29 de septiembre 2016 - 00:00

Protestas en California por el asesinato de un negro desarmado a manos de la Policía

Los Angeles - Manifestantes se congregaron para protestar ayer en un pueblo de California, luego de que la Policía matara a tiros a un hombre negro desarmado que padecía problemas mentales.

El hombre, de 30 años e identificado por una familiar como Alfred Olango, nacido en Uganda, fue abatido la noche del martes en el suburbio de El Cajón, 24 km al este de San Diego, luego de que la Policía recibiera una llamada avisando sobre un individuo que actuaba de manera errática y caminaba entre los automóviles.

Los agentes policiales se toparon con Olango detrás de un restorán, dijo la Policía de El Cajón en un comunicado. La víctima, que iba hacia adelante y hacia atrás, no acató la orden de quitar la mano de su bolsillo, agregó.

De acuerdo con la versión oficial, en determinado momento, los agentes intentaron hablar con Olango, y "rápidamente extrajo un objeto del bolsillo delantero de su pantalón, colocó sus manos juntas y las extendió rápidamente hacia el oficial en lo que pareció una posición para disparar".

El jefe de la Policía, Jeff Davis, no describió el objeto, pero dijo en una conferencia de prensa que no se había encontrado un arma de fuego.

Un agente disparó "varias veces", mientras un segundo oficial disparó simultáneamente su táser (de electrochoques), indicó la Policía, que divulgó una instantánea tomada de una filmación que mostró a un hombre aparentemente apuntando hacia el uniformado.
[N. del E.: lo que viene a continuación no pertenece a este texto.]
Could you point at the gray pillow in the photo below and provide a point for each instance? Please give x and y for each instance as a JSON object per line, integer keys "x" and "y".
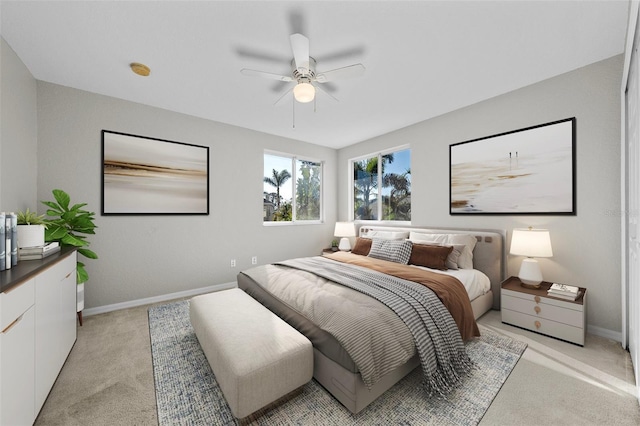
{"x": 398, "y": 251}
Una protesta para pedir "justicia por Alfred Olango" fue convocada ayer frente a la estación de Policía de El cajón, mientras que Davis urgió a los residentes a mantener la calma y destacó que hay una investigación en curso.

Un video tomado tras el tiroteo que fue subido a Facebook muestra a una mujer que se identificó como la hermana de Olango. En la grabación, explica que pidió a la Policía que ayudara a su hermano, quien estaba enfermo mentalmente.

"Ustedes vienen y matan a mi hermano", se la ve decir llorando. "Yo les pedí que ayudaran a mi hermano. Mataron a mi hermano frente a mí, añadió.

Poco después de que el hombre fue abatido, cerca de un centenar de manifestantes se congregaron en la escena, acusando al policía de disparar sin advertencia.

"Tres de ellos salieron, con las armas en su mano, y le dispararon cinco veces", dijo Rumbideai Mubaiwa, una manifestante. "Nadie le dijo que se quedara quieto", agregó.

El asesinato de hombres negros a manos de la Policía viene desatando protestas en todo EE.UU., la última de ellas en Charlotte, Carolina del Norte, tras el crimen de Keith Lamont Scott, de 43 años, que desató varios días de manifestaciones violentas, obligando al gobernador del estado a desplegar a la Guardia Nacional.